In the last 20 years, antipsychotic use in children has nearly doubled. The problem is that there have been zero studies on efficacy, long-term side-effects, etc. for these drugs when used on children and adolescents:
Atypical antipsychotic drugs are currently only approved to treat adults suffering from such psychotic illnesses as schizophrenia, bipolar and other mood disorders, and Tourette''s syndrome. However, these drugs are often used to treat other psychiatric disorders for which they are not approved.
This group of antipsychotics includes Clozaril, Risperdal, Geodon, Seroquel, and Zyprexa.
There have been deaths and there are side-effects:
Why are we doing this? Because parents seem clueless and powerless to handle an aggressive child with anger management issues. Because administrators and teachers are trying to minimize the disruption in classes. Because more and more children demonstrate the effects of poor nutrition, sleep habits, problem coping skills, media saturation, and rootlessness. Because doctors don't know what to do so they do something.

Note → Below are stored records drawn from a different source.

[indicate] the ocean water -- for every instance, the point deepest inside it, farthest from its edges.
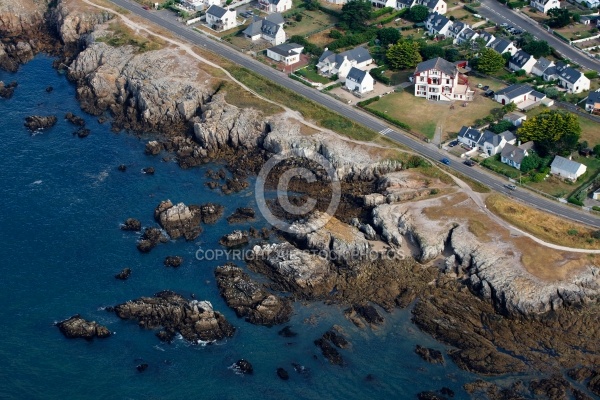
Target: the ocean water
(62, 202)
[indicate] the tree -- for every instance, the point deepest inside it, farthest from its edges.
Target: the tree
(552, 131)
(538, 48)
(432, 51)
(418, 13)
(490, 61)
(559, 17)
(356, 14)
(388, 36)
(404, 54)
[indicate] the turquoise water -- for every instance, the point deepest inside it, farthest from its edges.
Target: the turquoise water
(63, 201)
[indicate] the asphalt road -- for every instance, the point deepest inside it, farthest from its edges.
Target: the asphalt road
(357, 115)
(499, 13)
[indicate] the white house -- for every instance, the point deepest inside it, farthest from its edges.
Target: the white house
(331, 63)
(437, 24)
(522, 61)
(275, 5)
(514, 155)
(269, 29)
(220, 19)
(592, 103)
(288, 53)
(503, 46)
(438, 79)
(358, 81)
(567, 169)
(544, 5)
(516, 118)
(523, 96)
(573, 80)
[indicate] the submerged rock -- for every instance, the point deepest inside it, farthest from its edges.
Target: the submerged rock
(249, 299)
(77, 327)
(195, 320)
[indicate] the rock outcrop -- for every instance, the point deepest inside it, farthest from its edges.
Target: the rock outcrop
(249, 299)
(179, 220)
(77, 327)
(195, 320)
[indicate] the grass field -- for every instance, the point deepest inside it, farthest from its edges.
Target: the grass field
(545, 226)
(425, 116)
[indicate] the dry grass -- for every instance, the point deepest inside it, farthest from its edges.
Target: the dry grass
(545, 226)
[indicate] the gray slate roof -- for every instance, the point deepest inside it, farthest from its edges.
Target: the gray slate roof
(437, 63)
(216, 11)
(564, 164)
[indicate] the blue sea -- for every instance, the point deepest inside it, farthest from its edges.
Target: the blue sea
(62, 202)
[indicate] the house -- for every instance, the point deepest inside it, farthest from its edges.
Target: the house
(492, 143)
(567, 169)
(541, 66)
(269, 29)
(503, 46)
(514, 155)
(469, 136)
(544, 5)
(220, 19)
(523, 96)
(438, 79)
(592, 103)
(573, 80)
(288, 53)
(437, 24)
(358, 81)
(522, 61)
(516, 118)
(271, 6)
(331, 63)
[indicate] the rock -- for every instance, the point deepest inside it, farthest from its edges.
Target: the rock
(173, 261)
(283, 374)
(179, 220)
(287, 332)
(236, 238)
(211, 212)
(195, 320)
(430, 355)
(131, 224)
(74, 119)
(149, 240)
(242, 214)
(249, 299)
(244, 367)
(37, 122)
(153, 148)
(77, 327)
(124, 274)
(141, 367)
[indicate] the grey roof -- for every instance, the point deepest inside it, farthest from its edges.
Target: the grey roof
(437, 63)
(514, 91)
(286, 49)
(469, 133)
(571, 75)
(356, 75)
(216, 11)
(564, 164)
(520, 58)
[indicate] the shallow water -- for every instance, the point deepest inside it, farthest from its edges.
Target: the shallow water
(63, 201)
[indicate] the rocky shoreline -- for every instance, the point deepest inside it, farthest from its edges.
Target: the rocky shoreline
(498, 317)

John March, chief of child and adolescent psychiatry at Duke University School of Medicine, prescribes the drugs to kids in some cases of serious illness when he thinks the benefits outweigh the risks. But he says prescribing them for behavior problems alone may be a mistake. "We have no evidence about the safety of these agents or their effectiveness in controlling aggression," he says. "Why are we doing this?"
At the same time, reports of deaths and dangerous side effects linked to the drugs are mounting. A USA TODAY study of FDA data collected from 2000 to 2004 shows at least 45 deaths of children in which an atypical antipsychotic was listed in the FDA database as the "primary suspect." There also were 1,328 reports of bad side effects, some of them life-threatening.
Drug companies are required to file any reports they have to the FDA, but consumers and doctors report such events on a voluntary basis. Studies suggest the FDA's Adverse Events Reporting System database captures only 1% to 10% of drug-induced side effects and deaths, "maybe even less than 1%," says clinical pharmacologist Alastair J.J. Wood, an associate dean at Vanderbilt Medical School in Nashville. So the real number of cases is almost certainly much higher.
"We're conducting a very large experiment on our children," March says.
At the core, I hold doctors responsible. They prescribe mood altering medications as if they are no big deal. But these medications have huge implications for developing brains. If a child is on the med, a child is a walking experiment. Period.